The world's hardest working Master of Wine?

Written by  Bob Campbell
Nicholas Paris MW Nicholas Paris MW

OPINION: At 47 years of age Nicholas Paris has achieved far more than most of us hope to in a lifetime.

With the help of his New Zealand-born father and brother, Stanley and Alan, he has helped restore an historic stone winery dating back to the 1870s and built two luxury cottages and an underground barrel cellar. The Monte Christo winery in Clyde, Central Otago, is now open for business.

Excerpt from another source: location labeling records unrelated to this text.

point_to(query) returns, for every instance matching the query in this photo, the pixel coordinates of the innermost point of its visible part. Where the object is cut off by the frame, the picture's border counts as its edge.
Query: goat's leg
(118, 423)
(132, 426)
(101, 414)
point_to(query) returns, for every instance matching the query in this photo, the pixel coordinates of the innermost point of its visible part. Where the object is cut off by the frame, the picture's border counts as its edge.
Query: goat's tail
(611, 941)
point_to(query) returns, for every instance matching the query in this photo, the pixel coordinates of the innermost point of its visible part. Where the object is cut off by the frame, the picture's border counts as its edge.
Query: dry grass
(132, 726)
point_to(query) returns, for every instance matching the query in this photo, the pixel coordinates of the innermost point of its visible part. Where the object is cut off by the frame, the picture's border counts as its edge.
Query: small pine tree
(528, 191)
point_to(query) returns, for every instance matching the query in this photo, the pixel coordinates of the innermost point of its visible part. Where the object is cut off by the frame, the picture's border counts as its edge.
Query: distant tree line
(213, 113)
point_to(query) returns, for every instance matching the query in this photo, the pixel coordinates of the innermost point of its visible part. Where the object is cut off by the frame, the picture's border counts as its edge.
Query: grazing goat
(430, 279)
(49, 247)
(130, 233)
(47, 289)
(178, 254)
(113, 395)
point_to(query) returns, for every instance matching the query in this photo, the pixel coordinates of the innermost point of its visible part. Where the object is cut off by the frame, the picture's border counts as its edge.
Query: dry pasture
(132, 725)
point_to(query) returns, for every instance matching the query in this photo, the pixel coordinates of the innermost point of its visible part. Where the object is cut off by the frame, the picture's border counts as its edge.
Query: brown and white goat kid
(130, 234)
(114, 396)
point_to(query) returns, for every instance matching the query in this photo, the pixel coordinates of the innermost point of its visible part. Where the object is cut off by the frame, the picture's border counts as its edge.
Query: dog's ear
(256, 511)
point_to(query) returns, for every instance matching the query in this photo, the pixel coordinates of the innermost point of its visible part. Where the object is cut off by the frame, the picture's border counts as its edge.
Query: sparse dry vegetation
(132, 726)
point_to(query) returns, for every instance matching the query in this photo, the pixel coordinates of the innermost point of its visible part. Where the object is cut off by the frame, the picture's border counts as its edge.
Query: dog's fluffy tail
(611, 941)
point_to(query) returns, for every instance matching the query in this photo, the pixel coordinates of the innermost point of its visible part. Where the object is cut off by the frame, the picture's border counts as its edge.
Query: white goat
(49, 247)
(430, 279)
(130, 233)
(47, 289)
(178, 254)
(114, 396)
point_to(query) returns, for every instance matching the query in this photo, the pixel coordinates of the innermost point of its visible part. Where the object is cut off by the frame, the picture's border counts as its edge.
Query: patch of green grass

Nicholas lives in Connecticut, about two hours outside New York City, with his wife Heidi and four children aged 11-18. They are building a house in North Carolina which they hope to move into in a couple of years. Nicholas has worked for E & J Gallo, the world’s largest wine producer, for 18 years. He was the first Master of Wine employed by E & J Gallo and has held a variety of positions there including sales, public relations, education, importing, and wine consulting. He gets to taste all domestic wines produced from 18 Gallo-owned wineries.

Nicholas didn’t have a light bulb moment that made him suddenly fall in love with wine, but travelled a lot with his family which allowed his passion to develop gradually. Travel also exposed him to different languages and dialects and Nicholas speaks five languages fluently: English, Spanish, French, Italian and German. He admits that his love of wine and language received a boost after spending a summer in France’s beautiful Loire Valley.

His first job in the wine industry was at Zachy’s Fine Wine and Liquors in New York. After six months he was promoted to become auction director at Christie’s Auction House, which involved regular travel between New York and Los Angeles, as well as the opportunity to taste a lot of very old wines. He recalls attending a tasting of an 1864 Château Lafite with, the late Michael Broadbent, a legendary wine auctioneer who commented that “a young wine, still has 50 years to go”.

Nicholas passed his Master of Wine exam in 2014, and recalls the phone call from a United Kingdom telephone number at around midnight. A very English voice said, “Do you know why I’m calling?”. Then, after a long pause, “Congratulations you are an MW,” he says. “The weight of the world went off my shoulders as I experienced an enormous sense of relief.” Although Nicholas was born in the United States, he has dual citizenship with New Zealand and seems likely to spend more time here, especially during the annual grape harvest.